Operating Cumulocity IoT DataHub
This section describes how you can access system information, usage statistics, and audit logs.
This section describes how you can access system information, usage statistics, and audit logs.
In the navigator, select Administration and then System status to get information about the system configuration and its status.
Under Microservice you will find the status of the microservice, which is either marked as green or red. This status reflects whether the microservice can be accessed from the web application. If the microservice is accessible, its current version is shown. If not, check the status of the microservice and its logs as described in section Administration > Managing applications in the Cumulocity IoT User guide.
Under Web application you will find the version of the web application.
Under Dremio you will find the status of Dremio, which is either marked as green or red. This status reflects whether Dremio can be accessed from the microservice. If Dremio is accessible, its current version is shown. If not, check the status of the microservice and its logs as described in section Administration > Managing applications in the Cumulocity IoT User guide.
Under Management you will find the setup of the system. If you expand that box by clicking on the arrow to the right, all relevant system properties and their values are listed.
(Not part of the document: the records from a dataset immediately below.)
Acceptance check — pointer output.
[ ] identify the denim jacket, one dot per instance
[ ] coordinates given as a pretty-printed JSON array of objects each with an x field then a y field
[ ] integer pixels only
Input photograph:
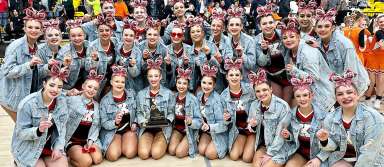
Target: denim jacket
[
  {"x": 26, "y": 145},
  {"x": 341, "y": 56},
  {"x": 77, "y": 109},
  {"x": 76, "y": 64},
  {"x": 132, "y": 80},
  {"x": 90, "y": 29},
  {"x": 274, "y": 120},
  {"x": 249, "y": 54},
  {"x": 247, "y": 97},
  {"x": 366, "y": 135},
  {"x": 214, "y": 111},
  {"x": 165, "y": 102},
  {"x": 167, "y": 74},
  {"x": 108, "y": 111},
  {"x": 317, "y": 120},
  {"x": 16, "y": 74},
  {"x": 310, "y": 62},
  {"x": 191, "y": 108}
]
Note that these values cannot be modified for a running microservice. The tenant administrator needs to redeploy the microservice with corresponding new values.
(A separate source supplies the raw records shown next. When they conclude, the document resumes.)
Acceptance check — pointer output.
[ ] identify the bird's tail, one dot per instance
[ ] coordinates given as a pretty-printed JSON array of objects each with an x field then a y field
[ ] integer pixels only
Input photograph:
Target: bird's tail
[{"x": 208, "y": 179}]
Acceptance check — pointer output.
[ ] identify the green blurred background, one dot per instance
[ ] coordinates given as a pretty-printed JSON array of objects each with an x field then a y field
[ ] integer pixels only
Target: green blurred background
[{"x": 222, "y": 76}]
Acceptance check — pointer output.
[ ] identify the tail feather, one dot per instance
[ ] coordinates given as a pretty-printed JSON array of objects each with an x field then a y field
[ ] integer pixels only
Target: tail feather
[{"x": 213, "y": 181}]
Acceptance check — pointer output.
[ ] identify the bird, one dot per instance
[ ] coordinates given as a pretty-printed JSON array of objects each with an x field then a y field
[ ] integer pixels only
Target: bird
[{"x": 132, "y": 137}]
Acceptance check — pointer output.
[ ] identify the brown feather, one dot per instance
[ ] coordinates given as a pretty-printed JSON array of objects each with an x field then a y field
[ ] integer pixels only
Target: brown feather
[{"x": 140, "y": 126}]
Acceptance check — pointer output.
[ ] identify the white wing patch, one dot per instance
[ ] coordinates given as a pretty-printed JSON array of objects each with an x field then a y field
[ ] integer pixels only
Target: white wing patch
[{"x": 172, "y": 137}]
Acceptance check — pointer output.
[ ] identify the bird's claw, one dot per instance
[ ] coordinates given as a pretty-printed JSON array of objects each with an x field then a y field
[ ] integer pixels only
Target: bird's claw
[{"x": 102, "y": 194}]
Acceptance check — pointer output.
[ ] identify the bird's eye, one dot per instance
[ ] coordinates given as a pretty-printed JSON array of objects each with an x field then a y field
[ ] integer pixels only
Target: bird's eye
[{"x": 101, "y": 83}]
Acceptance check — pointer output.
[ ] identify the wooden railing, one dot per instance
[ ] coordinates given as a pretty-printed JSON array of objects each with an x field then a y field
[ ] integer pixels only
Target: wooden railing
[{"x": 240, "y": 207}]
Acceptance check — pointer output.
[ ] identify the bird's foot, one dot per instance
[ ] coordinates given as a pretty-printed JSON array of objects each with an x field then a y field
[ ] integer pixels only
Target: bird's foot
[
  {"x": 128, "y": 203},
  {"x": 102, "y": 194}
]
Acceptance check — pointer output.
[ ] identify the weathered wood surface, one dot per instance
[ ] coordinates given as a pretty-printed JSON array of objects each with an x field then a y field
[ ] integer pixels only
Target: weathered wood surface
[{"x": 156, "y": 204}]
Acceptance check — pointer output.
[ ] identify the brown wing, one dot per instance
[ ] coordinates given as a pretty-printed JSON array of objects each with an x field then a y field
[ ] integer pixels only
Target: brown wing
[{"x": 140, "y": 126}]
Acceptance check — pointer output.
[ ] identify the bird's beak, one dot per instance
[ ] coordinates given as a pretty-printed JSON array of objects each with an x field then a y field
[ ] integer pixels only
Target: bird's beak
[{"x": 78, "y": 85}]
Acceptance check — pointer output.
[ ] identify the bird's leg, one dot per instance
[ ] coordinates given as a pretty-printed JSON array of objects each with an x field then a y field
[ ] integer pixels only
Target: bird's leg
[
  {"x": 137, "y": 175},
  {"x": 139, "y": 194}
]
If enabled, Cumulocity IoT DataHub tracks usage statistics on the amount of data being processed. These statistics are collected for offloading queries and track the amount of data these queries read from the Operational Store of Cumulocity IoT. The statistics are also collected for ad-hoc queries and track the amount of data these queries read from the data lake. The usage statistics can be utilized for a volume-based charging. They can also be utilized to pinpoint resource-intensive queries in terms of network load.
In the navigator, select Administration and then Usage statistics to view the usage statistics.
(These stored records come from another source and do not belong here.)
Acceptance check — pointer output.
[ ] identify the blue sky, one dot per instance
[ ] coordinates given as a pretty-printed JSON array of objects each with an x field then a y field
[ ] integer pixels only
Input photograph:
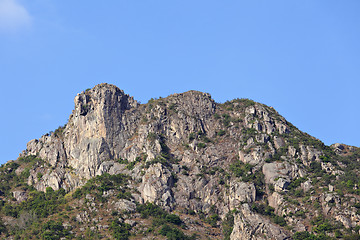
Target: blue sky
[{"x": 301, "y": 57}]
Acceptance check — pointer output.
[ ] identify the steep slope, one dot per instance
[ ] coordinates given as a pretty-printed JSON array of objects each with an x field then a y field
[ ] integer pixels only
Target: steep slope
[{"x": 236, "y": 170}]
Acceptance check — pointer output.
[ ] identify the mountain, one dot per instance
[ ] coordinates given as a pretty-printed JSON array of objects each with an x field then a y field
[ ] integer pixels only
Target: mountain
[{"x": 180, "y": 167}]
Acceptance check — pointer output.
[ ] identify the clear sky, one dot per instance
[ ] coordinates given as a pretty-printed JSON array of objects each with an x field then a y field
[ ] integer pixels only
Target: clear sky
[{"x": 301, "y": 57}]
In the action bar, a date control allows you to select the month for which you want to see the usage statistics.
The three top panels show overall summary statistics as well as statistics separated for offloading and ad-hoc queries. If data from the month before the selected month is available, a tendency arrow illustrates whether the data volume of the selected month has decreased, increased, or stayed flat. The panels with the offloading and the ad-hoc query statistics additionally list the days with minimum/maximum volume as well as the daily average volume.
The table below the summary statistics shows the details on a per-day basis for the selected month. For each day, the volume offloaded and the volume queried are shown as well as their sum, which constitutes the daily volume. In addition the percentage of the monthly volume is shown, that is, how much did the daily volume contribute to the overall monthly volume. The date of each entry links to the Query log, which lists all queries for the respective day.
Auditing shows in the query log the queries being executed and in the system log the operations that users have carried out.
In the navigator, select Auditing and then Query log to view the query log.
At the top of the page you can select either offload or ad-hoc queries, define a text filter on the offloading task/ad-hoc query string, and select a time period. Use the pagination buttons at the bottom of the page to navigate through the result list.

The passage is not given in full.